Kreisverkehre dienen dazu, den Autoverkehr fließender zu gestalten, als dies an einer beampelten Kreuzung möglich ist. In verkehrsberuhigten Zonen bieten Zebrastreifen an den Ein- und Ausfahrten eine Querung für Fußgänger. In Iserlohn sind schon seit längerer Zeit beampelte und nicht beampelte Kreuzungen zu Kreisverkehren umgestaltet worden. Inzwischen weist Iserlohn 21 Kreisverkehre auf. Das ist für eine mittelgroße Stadt eine stattliche Zahl.

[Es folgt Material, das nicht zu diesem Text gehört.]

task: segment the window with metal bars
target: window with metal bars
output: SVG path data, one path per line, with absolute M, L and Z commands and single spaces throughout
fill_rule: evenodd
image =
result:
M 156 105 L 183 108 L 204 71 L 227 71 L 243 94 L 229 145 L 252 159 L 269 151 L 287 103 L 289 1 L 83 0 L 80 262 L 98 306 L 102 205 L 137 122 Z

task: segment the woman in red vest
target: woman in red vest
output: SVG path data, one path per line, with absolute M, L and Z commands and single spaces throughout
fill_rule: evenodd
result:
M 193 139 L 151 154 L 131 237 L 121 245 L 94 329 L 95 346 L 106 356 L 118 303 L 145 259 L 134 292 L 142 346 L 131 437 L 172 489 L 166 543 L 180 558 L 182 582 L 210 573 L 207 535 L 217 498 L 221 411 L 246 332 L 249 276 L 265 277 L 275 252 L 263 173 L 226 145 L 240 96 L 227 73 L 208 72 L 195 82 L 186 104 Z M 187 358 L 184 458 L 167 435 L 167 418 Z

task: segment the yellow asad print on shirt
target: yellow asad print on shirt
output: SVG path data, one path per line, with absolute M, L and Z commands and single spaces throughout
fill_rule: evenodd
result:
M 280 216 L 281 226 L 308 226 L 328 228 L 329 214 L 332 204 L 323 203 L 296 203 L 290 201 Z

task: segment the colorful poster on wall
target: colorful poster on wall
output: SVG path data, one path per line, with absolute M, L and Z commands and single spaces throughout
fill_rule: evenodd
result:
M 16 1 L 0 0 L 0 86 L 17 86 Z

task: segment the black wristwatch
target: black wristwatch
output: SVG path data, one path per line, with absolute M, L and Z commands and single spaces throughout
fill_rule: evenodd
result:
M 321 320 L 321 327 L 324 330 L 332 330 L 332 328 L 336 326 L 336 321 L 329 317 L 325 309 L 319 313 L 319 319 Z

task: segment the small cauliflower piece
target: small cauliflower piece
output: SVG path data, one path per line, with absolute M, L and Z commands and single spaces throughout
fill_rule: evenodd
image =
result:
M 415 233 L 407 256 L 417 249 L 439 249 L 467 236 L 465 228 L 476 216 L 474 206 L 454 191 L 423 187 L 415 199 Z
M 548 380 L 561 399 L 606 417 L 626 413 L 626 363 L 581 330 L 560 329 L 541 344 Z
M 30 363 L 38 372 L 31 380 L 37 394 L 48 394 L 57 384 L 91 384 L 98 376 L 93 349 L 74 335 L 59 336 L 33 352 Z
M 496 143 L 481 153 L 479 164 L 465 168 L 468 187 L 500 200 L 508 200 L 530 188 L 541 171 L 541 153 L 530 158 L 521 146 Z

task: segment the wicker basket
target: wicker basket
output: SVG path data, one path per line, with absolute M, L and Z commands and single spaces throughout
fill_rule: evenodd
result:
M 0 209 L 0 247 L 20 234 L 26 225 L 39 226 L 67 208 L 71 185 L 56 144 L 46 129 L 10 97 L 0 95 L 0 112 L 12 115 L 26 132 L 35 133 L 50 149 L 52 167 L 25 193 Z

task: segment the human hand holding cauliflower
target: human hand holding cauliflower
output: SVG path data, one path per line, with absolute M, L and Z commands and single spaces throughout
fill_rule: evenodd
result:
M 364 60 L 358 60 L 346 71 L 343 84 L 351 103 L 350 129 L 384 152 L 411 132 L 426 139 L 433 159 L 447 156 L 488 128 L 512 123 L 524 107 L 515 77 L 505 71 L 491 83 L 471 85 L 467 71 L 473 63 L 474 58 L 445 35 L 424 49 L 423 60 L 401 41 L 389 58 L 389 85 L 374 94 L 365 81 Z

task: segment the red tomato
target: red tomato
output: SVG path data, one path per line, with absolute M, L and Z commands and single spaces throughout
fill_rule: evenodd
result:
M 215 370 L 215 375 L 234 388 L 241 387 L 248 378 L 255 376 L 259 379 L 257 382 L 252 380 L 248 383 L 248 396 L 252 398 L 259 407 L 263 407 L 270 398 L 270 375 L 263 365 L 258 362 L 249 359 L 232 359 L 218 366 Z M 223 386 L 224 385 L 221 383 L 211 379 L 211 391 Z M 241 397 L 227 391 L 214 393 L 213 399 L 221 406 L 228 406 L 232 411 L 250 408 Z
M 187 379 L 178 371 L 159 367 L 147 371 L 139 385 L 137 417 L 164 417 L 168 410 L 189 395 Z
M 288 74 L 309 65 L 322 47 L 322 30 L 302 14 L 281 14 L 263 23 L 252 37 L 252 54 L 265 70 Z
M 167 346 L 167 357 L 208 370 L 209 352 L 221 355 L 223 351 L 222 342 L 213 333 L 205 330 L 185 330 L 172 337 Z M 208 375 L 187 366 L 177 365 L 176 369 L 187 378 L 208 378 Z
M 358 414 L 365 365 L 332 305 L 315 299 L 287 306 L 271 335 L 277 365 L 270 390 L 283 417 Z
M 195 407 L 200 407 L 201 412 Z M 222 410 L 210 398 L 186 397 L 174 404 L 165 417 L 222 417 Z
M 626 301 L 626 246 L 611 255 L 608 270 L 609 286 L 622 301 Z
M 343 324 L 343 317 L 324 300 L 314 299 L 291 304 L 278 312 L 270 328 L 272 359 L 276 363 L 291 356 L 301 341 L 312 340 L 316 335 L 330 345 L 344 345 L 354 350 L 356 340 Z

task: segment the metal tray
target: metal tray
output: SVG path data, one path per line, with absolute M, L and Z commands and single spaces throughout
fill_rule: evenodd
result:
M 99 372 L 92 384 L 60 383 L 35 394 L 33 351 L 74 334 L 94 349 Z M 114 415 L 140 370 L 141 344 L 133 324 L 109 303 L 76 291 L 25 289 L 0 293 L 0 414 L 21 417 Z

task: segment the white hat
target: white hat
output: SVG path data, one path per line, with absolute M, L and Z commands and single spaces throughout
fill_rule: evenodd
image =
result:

Nun ist in Iserlohn-Letmathe die Zahl durch einen Doppel-Kreisel ergänzt worden. Er wird Doppel-Kreisel genannt, weil zwei Kreisverkehre dicht hintereinander angeordnet sind. Auf ihnen rollt der Verkehr seit dem 1. Juli 2024, nach 15-monatiger Bauzeit. Der Doppel-Kreisel hat nicht die Form einer Acht, das geht verkehrsmäßig nicht. Von einem Kreis in den anderen käme man dann in den Gegenverkehr. Beide Kreisel – sie liegen auf geneigtem Gelände und der untere ist größer als der obere – sind durch ein 30 Meter langes, gerades Straßenstück verbunden. Dank dieses 3-Millionen-Euro-Projektes eines Doppel- Kreisels sind zwei Ampelkreuzungen dicht hintereinander in Letmathe Vergangenheit. Der Autoverkehr ist im Fluss und auch diejenigen, die zu Fuß im Doppel-Kreisel unterwegs sind, finden auf den Zebrastreifen gefahrlos ihren Weg – wenn alle achtgeben.

Verschiedene Gremien regen inzwischen die Verwaltung an, die Anlage weiterer Kreisverkehre in der Stadt zu prüfen. Im Märkischen Kreis, vielleicht auch im gesamten Regierungsbezirk Arnsberg, ist Iserlohn jetzt schon Kreisverkehr- Spitzenreiter.